The New Testament Gospels and Sources in the Order of When They Were Written:

1. The Book of Enoch / 1 Enoch (Chapters 1-36) The Book of Watchers

2. The Book of Enoch / 1 Enoch (Chapters 37-71) The Book of Parables

3. Authentic Letters of Paul (see if they match what was in Marcion’s canon)

4. Mark

5. Q

6. Matthew

7. John

8. Marcion’s Gospel according to Paul

9. Luke (a response to Marcion)

The New Testament Gospels and Sources in the Order of When They Were Written:

1. The Book of Enoch / 1 Enoch (Chapters 1-36) The Book of Watchers

2. The Book of Enoch / 1 Enoch (Chapters 37-71) The Book of Parables

3. Authentic Letters of Paul (see if they match what was in Marcion’s canon)

4. Mark

5. Q

6. Matthew

7. Luke

8. John

9. Marcion’s Gospel according to Paul with Marcion editing Luke’s gospel

10. Acts of the Apostles (a response to Marcion and brazenly re-writing the autobiographical information in the authentic Pauline Letters)

  

Bart D.E.

Critical scholars are widely agreed that the earliest Gospel was Mark, written around 70 CE; that Matthew and Luke were some years later, say, 80-85 CE; and that John was the last Gospel, around 90-95 CE. But how do scholars establish those dates?

It is actually a highly complicated matter, but I can give some sense of why these particular dates are so widely preferred. To begin with, none of the Gospels appears to have been known to the apostle Paul, writing in the 50s. Paul was an extraordinarily well-traveled and well-connected apostle, as we will see, and if anyone would have known about the existence of written accounts of Jesus’ life, it would have been him. Probably they did not exist yet. On the other hand, early non-canonical authors such as Ignatius of Antioch and Polycarp of Smyrna (see chapter 28) do seem to know some of the Gospels. And so some or all of the Gospels were written before these authors produced their letters, around 110-15 CE. This means that the Gospels probably date to somewhere between 60-115. Can we be more precise?

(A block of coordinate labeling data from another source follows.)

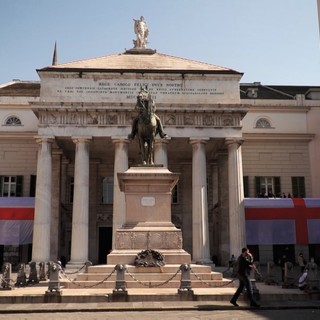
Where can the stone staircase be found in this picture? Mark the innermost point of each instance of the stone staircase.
(168, 276)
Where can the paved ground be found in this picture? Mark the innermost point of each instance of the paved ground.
(173, 315)
(213, 303)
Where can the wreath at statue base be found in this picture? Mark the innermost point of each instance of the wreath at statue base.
(149, 258)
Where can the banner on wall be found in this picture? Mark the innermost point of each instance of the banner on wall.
(282, 221)
(16, 220)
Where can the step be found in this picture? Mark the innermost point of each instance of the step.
(130, 284)
(147, 276)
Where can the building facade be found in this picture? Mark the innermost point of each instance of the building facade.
(63, 141)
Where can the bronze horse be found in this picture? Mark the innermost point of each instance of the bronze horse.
(147, 126)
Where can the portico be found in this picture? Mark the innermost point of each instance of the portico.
(85, 111)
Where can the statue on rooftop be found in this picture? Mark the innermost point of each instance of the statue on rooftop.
(142, 31)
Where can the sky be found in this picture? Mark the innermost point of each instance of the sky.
(275, 42)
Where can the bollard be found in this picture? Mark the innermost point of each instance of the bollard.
(288, 275)
(42, 271)
(87, 264)
(185, 283)
(312, 279)
(120, 293)
(6, 277)
(21, 276)
(120, 279)
(48, 269)
(54, 281)
(33, 276)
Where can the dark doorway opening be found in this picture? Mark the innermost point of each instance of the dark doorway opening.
(105, 243)
(314, 252)
(280, 250)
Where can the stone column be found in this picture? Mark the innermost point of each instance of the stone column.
(237, 233)
(55, 205)
(161, 152)
(42, 215)
(119, 202)
(80, 211)
(200, 225)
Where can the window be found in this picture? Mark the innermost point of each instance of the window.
(298, 187)
(246, 186)
(11, 186)
(107, 190)
(175, 195)
(13, 121)
(263, 123)
(268, 187)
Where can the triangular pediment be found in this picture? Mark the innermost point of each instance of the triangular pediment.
(140, 62)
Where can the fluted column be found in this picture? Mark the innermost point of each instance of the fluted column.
(161, 152)
(237, 234)
(119, 202)
(80, 212)
(200, 225)
(42, 215)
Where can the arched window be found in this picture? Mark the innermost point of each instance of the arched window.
(13, 121)
(263, 123)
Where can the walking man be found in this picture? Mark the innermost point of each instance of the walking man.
(245, 264)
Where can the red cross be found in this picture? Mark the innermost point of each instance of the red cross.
(299, 213)
(13, 213)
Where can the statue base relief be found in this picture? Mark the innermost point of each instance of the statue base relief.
(148, 217)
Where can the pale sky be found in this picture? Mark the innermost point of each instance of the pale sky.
(270, 41)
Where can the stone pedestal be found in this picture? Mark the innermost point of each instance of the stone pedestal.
(148, 217)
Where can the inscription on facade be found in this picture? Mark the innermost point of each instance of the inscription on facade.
(126, 90)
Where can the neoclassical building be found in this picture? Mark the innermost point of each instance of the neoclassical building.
(64, 139)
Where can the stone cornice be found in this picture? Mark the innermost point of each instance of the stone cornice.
(116, 118)
(278, 136)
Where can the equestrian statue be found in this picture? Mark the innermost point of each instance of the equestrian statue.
(147, 125)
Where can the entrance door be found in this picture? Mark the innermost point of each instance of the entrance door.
(279, 250)
(105, 243)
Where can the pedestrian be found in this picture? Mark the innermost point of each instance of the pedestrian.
(283, 261)
(232, 261)
(301, 262)
(302, 284)
(244, 265)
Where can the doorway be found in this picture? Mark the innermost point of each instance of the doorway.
(105, 243)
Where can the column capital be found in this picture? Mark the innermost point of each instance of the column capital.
(162, 141)
(203, 140)
(82, 139)
(238, 141)
(40, 139)
(120, 139)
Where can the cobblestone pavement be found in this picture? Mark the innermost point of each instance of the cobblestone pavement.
(307, 314)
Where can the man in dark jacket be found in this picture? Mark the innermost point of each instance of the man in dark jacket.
(245, 264)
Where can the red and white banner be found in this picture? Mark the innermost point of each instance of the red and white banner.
(16, 220)
(282, 221)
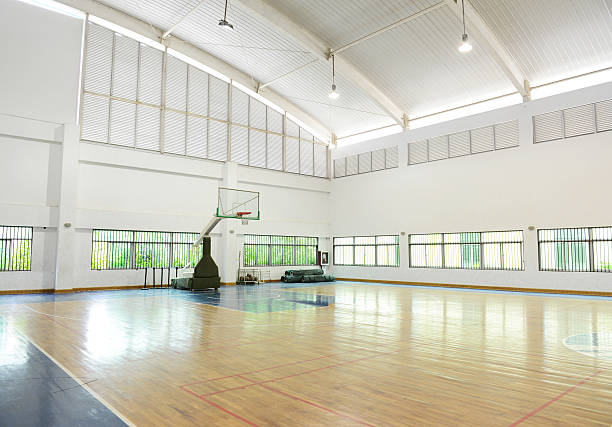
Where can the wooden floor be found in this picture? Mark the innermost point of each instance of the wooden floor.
(364, 355)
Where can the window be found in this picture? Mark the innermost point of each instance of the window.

It is frequently noted that the earliest Gospels seem to presuppose the destruction of the city of Jerusalem and of the Jewish temple, as happened in 70 CE. And so, for example, in Mark’s Gospel Jesus indicates that the nation of Israel will be destroyed (12:9) and that the temple will not be left standing (13:1-2). Matthew is even more explicit: here Jesus tells a parable in which God is portrayed as burning the city and killing its inhabitants (22:8). Luke has similar passages (e.g., 21:24). All these passages seem to presuppose that by the time the books were written, the destruction had happened.

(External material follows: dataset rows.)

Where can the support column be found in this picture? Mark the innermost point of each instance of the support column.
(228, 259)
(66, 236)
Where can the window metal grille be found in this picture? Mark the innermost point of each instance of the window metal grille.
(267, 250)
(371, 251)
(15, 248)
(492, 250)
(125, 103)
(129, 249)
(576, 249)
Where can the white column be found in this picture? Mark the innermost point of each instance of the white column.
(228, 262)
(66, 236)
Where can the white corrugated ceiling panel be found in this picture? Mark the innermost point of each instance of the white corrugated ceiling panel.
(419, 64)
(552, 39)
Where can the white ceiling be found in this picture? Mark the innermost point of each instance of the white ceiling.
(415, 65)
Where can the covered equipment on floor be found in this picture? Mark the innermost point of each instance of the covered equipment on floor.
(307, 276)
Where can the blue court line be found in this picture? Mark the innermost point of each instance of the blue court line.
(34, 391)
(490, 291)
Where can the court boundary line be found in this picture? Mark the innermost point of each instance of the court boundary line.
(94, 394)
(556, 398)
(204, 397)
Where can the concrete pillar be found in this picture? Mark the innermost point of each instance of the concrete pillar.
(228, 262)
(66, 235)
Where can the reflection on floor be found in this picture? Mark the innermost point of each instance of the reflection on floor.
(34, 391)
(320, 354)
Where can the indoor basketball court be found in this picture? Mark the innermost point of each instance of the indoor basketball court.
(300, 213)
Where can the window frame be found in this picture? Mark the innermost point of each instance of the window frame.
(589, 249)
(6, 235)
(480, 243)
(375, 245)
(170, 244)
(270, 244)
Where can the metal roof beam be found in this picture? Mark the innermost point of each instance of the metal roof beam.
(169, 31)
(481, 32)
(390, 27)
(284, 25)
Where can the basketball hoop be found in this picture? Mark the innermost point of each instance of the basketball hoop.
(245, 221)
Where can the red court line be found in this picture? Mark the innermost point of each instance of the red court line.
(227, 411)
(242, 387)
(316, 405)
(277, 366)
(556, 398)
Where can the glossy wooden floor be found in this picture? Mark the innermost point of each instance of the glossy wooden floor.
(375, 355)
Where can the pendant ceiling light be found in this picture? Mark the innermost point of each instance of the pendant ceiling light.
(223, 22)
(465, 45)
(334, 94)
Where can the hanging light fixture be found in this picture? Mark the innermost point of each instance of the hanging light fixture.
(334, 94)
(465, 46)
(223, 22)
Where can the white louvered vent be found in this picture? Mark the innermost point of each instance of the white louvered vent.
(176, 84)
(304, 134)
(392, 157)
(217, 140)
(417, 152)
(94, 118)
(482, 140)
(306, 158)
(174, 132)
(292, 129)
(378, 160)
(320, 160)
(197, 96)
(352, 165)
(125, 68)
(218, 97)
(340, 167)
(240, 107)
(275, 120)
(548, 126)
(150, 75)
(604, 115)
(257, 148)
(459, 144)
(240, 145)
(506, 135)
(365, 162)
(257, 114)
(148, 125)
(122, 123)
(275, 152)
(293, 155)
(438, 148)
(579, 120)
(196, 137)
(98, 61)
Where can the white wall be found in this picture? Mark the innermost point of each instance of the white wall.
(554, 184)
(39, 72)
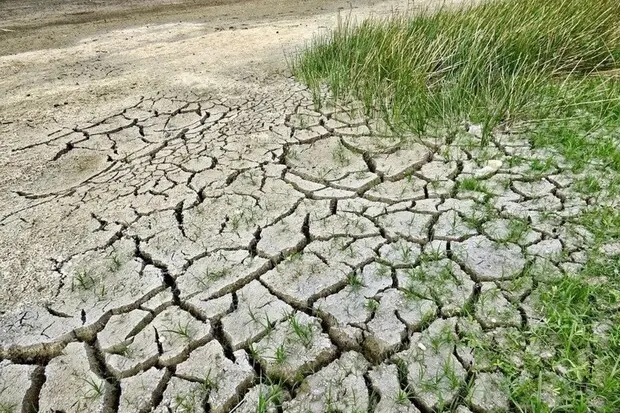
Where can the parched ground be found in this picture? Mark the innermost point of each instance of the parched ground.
(182, 229)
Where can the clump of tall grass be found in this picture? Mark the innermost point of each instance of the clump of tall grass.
(491, 63)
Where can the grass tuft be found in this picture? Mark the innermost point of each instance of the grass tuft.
(551, 62)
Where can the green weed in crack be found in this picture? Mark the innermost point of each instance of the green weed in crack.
(115, 263)
(473, 184)
(371, 305)
(8, 408)
(401, 398)
(303, 332)
(354, 281)
(269, 399)
(183, 330)
(95, 388)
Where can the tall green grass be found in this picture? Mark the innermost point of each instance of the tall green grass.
(493, 63)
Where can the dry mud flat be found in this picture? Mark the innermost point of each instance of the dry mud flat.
(243, 248)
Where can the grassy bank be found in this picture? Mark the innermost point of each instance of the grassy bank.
(545, 69)
(498, 63)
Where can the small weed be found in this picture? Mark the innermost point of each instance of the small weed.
(280, 354)
(183, 330)
(372, 305)
(8, 408)
(354, 280)
(303, 332)
(473, 184)
(95, 388)
(115, 263)
(402, 398)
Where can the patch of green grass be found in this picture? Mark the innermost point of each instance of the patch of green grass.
(499, 62)
(8, 408)
(303, 332)
(473, 184)
(582, 330)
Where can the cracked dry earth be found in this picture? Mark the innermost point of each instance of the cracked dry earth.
(227, 243)
(317, 252)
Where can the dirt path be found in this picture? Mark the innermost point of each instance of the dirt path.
(182, 230)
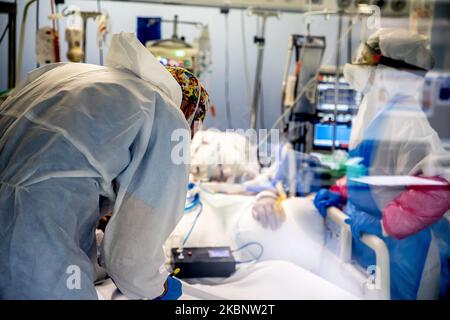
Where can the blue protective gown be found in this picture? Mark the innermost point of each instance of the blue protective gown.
(396, 141)
(72, 137)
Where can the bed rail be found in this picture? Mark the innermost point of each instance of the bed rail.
(381, 285)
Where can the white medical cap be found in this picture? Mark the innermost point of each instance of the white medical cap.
(403, 45)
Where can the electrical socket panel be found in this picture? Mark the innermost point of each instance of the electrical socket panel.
(388, 7)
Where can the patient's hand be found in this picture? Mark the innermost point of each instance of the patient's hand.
(268, 211)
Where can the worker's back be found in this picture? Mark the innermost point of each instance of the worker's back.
(70, 134)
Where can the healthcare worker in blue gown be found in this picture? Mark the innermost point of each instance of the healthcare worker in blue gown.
(76, 139)
(391, 136)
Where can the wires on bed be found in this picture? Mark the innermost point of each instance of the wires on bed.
(247, 245)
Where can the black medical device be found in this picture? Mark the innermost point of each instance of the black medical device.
(201, 262)
(347, 105)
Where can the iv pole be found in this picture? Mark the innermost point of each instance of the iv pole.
(260, 42)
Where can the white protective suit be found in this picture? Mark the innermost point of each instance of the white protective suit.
(74, 138)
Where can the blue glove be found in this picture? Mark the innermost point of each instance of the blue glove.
(173, 289)
(361, 222)
(325, 199)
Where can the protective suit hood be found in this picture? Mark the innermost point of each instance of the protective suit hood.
(388, 83)
(126, 52)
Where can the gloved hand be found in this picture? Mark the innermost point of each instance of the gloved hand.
(267, 212)
(361, 222)
(325, 199)
(173, 289)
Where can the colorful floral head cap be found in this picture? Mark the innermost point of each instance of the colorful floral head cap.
(190, 87)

Someone may respond by saying that in these passages Jesus is predicting the destruction of the Jerusalem, not looking back on it. Fair enough! But when is a Christian author likely to record a prediction of Jesus in order to show that he predicted something accurately? Obviously, in order to show that Jesus knew what he was talking about, an author would want to write about these predictions only after they had been fulfilled. Otherwise the reader would be left hanging, not knowing if Jesus was a true prophet or not. So even if we assume that Jesus did predict such things, the fact that they are written so confidently by later authors suggests that they did so after the events – that is, after the destruction of Jerusalem and the temple in 70 CE.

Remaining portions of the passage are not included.